Governmental Accounting Standards Board (GASB) Statement No.
45, Accounting and Financial Reporting by Employers for Postemployment Benefits
Other Than Pensions (OPEB), requires that employers recognize and disclose OPEB
expense. Net OPEB obligations, if any,
should be reported as liabilities in the financial statements. For financial reporting purposes, an
actuarial valuation is required to measure and disclose the annual OPEB
cost. In certain circumstances, an
alternative measurement method can be applied instead of obtaining an actuarial
valuation.
The Regional Office of Education #51 participates in a
defined benefit OPEB plan that provides postemployment benefits other than
pensions to its employees in exchange for employee services rendered. Under accrual accounting, the cost of OPEB,
and any related OPEB liability, should generally be recorded in the period when
the exchange for employees’ services occurs, rather than when the benefits are
paid. Currently, the Regional Office
OPEB plan is financed on a pay-as-you-go basis, and as such, the financial
statements do not report the financial effects of OPEB until the promised
benefits are paid.
During fiscal year 2010, the Regional Office of Education
#51 had 14 active employees, of whom 12 participated in the plan, and
contributions to the OPEB plan totaled $53,199.
The Regional Office did not obtain an actuarial valuation of its
postemployment benefits other than pension liability, or apply the alternative
measurement method in order to be in compliance with GASB Statement No. 45.

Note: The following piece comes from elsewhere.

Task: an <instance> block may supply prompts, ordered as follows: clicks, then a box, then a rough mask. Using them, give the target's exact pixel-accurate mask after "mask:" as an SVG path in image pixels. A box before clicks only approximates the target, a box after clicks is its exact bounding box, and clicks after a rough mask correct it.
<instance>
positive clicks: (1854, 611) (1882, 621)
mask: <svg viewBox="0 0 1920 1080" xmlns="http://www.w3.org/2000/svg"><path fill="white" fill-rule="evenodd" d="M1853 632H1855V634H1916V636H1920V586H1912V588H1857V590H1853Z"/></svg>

In the absence of the actuarial valuation, or the
alternative measurement method, the auditors could not reasonably determine the
amount by which this departure would affect the liabilities, fund balances, and
expenditures of the Regional Office of Education #51 as of June 30, 2010.

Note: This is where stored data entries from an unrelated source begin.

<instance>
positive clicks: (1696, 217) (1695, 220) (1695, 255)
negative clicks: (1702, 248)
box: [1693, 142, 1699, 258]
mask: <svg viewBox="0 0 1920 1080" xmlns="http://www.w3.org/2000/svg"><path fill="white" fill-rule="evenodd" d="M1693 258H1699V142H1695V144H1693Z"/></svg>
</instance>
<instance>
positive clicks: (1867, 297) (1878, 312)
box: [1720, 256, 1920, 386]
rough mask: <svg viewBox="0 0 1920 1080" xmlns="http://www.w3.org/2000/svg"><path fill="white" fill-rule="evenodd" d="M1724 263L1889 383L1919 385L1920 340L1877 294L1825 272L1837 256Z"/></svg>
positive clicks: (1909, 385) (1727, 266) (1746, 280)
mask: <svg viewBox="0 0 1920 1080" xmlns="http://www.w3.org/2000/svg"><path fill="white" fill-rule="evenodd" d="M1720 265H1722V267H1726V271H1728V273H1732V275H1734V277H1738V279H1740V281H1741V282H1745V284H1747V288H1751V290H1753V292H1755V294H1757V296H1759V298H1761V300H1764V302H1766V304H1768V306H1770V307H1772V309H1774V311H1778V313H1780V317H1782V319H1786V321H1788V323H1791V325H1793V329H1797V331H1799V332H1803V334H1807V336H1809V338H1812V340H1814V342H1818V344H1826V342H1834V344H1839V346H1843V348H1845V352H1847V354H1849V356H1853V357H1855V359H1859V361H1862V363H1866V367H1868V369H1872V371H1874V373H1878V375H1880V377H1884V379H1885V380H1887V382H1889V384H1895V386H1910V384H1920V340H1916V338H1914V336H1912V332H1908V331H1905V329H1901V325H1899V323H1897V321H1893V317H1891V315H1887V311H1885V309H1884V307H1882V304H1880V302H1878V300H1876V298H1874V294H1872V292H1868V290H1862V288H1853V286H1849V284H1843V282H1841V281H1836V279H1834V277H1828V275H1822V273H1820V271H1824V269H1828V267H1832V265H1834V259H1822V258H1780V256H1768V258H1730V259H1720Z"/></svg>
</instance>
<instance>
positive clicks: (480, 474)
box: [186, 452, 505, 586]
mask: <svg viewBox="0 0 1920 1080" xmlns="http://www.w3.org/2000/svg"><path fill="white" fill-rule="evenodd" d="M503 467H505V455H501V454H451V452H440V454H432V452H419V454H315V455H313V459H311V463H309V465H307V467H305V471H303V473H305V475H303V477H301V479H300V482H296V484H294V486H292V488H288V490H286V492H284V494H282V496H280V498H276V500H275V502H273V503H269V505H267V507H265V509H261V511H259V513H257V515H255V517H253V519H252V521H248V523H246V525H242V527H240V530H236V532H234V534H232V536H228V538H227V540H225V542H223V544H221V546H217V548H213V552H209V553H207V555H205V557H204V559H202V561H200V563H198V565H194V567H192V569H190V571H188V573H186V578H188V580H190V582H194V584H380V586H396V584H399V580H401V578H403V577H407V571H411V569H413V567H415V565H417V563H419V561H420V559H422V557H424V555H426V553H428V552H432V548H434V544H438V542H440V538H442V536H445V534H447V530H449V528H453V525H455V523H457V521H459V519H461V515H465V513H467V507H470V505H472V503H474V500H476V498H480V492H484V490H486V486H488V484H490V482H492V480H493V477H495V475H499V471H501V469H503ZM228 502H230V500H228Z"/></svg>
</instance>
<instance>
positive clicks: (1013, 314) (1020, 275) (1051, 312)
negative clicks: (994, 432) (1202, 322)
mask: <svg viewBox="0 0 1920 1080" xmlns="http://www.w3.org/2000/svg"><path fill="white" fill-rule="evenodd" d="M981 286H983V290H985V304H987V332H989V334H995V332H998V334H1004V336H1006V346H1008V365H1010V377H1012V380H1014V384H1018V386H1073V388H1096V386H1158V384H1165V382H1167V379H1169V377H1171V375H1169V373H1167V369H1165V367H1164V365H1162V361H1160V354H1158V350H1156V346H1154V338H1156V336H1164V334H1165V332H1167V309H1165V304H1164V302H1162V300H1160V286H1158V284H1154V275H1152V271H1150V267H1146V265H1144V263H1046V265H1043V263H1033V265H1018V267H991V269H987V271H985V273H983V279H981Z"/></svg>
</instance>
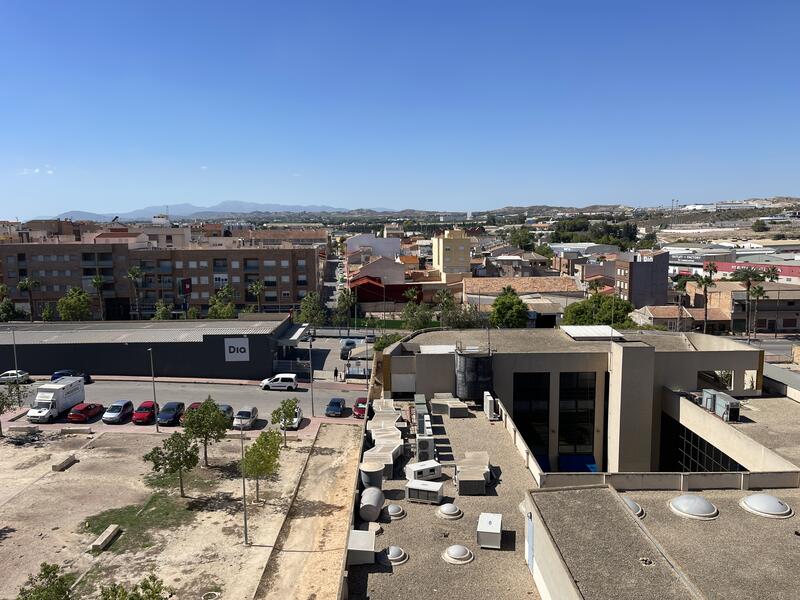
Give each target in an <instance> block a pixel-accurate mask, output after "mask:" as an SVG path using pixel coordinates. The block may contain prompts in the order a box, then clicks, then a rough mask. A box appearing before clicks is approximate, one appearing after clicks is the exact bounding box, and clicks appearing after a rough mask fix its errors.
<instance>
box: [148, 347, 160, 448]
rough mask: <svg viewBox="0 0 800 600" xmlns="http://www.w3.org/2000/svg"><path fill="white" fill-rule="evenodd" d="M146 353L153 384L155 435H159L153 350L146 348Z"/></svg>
mask: <svg viewBox="0 0 800 600" xmlns="http://www.w3.org/2000/svg"><path fill="white" fill-rule="evenodd" d="M147 353H148V354H149V355H150V379H151V381H152V382H153V405H154V406H153V408H154V409H155V413H154V417H155V423H156V433H159V429H158V400H156V369H155V366H154V365H153V349H152V348H148V349H147Z"/></svg>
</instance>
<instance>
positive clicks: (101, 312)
mask: <svg viewBox="0 0 800 600" xmlns="http://www.w3.org/2000/svg"><path fill="white" fill-rule="evenodd" d="M91 284H92V287H93V288H94V291H95V293H96V294H97V302H98V304H99V305H100V320H101V321H105V320H106V307H105V305H104V303H103V285H104V284H105V282H104V281H103V276H102V275H100V274H99V273H98V274H97V275H95V276H94V277H92V281H91Z"/></svg>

Failure to apply the accounting and reporting requirements
of GASB Statement No. 45 could result in misstatements of the Regional Office
of Education #51 financial statements.
This could also result in inaccurate and incomplete disclosure of the
OPEB plan description, the funding policy, and the annual OPEB and net OPEB
obligation.
According to Regional Office #51 management, noncompliance
with GASB No. 45 was due to budget restraints and the overall complexity of the
pronouncement. (Finding 10-03, pages 12e-12f)

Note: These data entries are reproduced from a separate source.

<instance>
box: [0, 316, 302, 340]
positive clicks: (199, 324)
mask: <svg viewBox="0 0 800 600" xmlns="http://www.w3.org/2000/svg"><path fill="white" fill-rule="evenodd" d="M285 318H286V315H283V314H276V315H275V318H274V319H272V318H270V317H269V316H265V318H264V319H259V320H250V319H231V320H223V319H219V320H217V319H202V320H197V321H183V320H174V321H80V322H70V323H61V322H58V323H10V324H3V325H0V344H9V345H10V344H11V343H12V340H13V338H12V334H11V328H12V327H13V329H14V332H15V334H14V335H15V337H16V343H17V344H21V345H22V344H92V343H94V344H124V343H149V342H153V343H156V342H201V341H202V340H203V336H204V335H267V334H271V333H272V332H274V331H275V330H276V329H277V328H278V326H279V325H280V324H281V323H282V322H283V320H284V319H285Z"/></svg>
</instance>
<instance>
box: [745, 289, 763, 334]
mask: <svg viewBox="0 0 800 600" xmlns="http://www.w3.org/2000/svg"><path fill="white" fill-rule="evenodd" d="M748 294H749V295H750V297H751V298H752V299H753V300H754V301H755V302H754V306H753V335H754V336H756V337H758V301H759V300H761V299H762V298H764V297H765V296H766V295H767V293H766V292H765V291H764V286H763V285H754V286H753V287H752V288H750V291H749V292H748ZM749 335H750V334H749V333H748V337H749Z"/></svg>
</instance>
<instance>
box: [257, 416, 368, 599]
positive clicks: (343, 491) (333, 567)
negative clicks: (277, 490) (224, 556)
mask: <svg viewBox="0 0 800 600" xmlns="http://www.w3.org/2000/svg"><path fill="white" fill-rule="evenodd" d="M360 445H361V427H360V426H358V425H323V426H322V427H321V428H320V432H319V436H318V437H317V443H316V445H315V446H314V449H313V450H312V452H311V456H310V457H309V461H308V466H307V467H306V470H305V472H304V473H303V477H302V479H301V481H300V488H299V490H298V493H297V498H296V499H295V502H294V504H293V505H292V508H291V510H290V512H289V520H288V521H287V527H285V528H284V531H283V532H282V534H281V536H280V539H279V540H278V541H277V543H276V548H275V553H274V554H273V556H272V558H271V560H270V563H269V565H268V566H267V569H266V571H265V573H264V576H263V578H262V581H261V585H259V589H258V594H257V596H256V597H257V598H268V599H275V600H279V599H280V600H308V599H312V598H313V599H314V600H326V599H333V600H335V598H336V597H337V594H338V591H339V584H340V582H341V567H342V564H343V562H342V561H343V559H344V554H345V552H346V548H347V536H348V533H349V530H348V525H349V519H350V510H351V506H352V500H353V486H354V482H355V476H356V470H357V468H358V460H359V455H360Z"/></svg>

The auditors recommended that the Regional Office of
Education #51 obtain or perform an actuarial valuation of its other
postemployment benefit liability to be in compliance with GASB Statement No. 45
and include all disclosures required by the Statement in its financial
statements.
The Regional Superintendent responded that he agrees with
the finding.
AUDITORS’ OPINION
Our auditors state the Regional Office of Education #51’s financial
statements as of June 30, 2010 are fairly stated in all material respects
except for the effects of not recognizing a liability for postemployment
benefits other than pensions in the Statement of Net Assets and the Statement
of Activities. Disclosure of that
information is required to conform with accounting principles generally
accepted in the United States of America.
WILLIAM G. HOLLAND
Auditor General
WGH:JRB
AUDITORS ASSIGNED:
Kemper CPA Group LLP were our special assistant auditors.
DIGEST FOOTNOTES
#1: Controls Over Financial Statement Preparation —Previous
Regional Office Response
In its prior response in 2009, the Regional Office of Education #51 responded that it understands the nature of this finding and realizes that this circumstance is not unusual in an organization of this size. The Regional Office of Education staff has a reasonable understanding of the financial statements and can determine that the information in the financial statements is accurate, however, lacks the ability to prepare the notes to the financial statements. The recommendation that “such procedures should be performed by a properly trained individual(s) possessing a thorough understanding of applicable generally accepted accounting principles, GASB pronouncements, and knowledge of the Regional Office of Education’s activities and operations,” has been noted by the Regional Office. The ROE noted that they will continue to work with the other Regional Offices of Education to determine the most effective method of ensuring that its employees possess the knowledge required to compile the necessary GAAP based financial statements.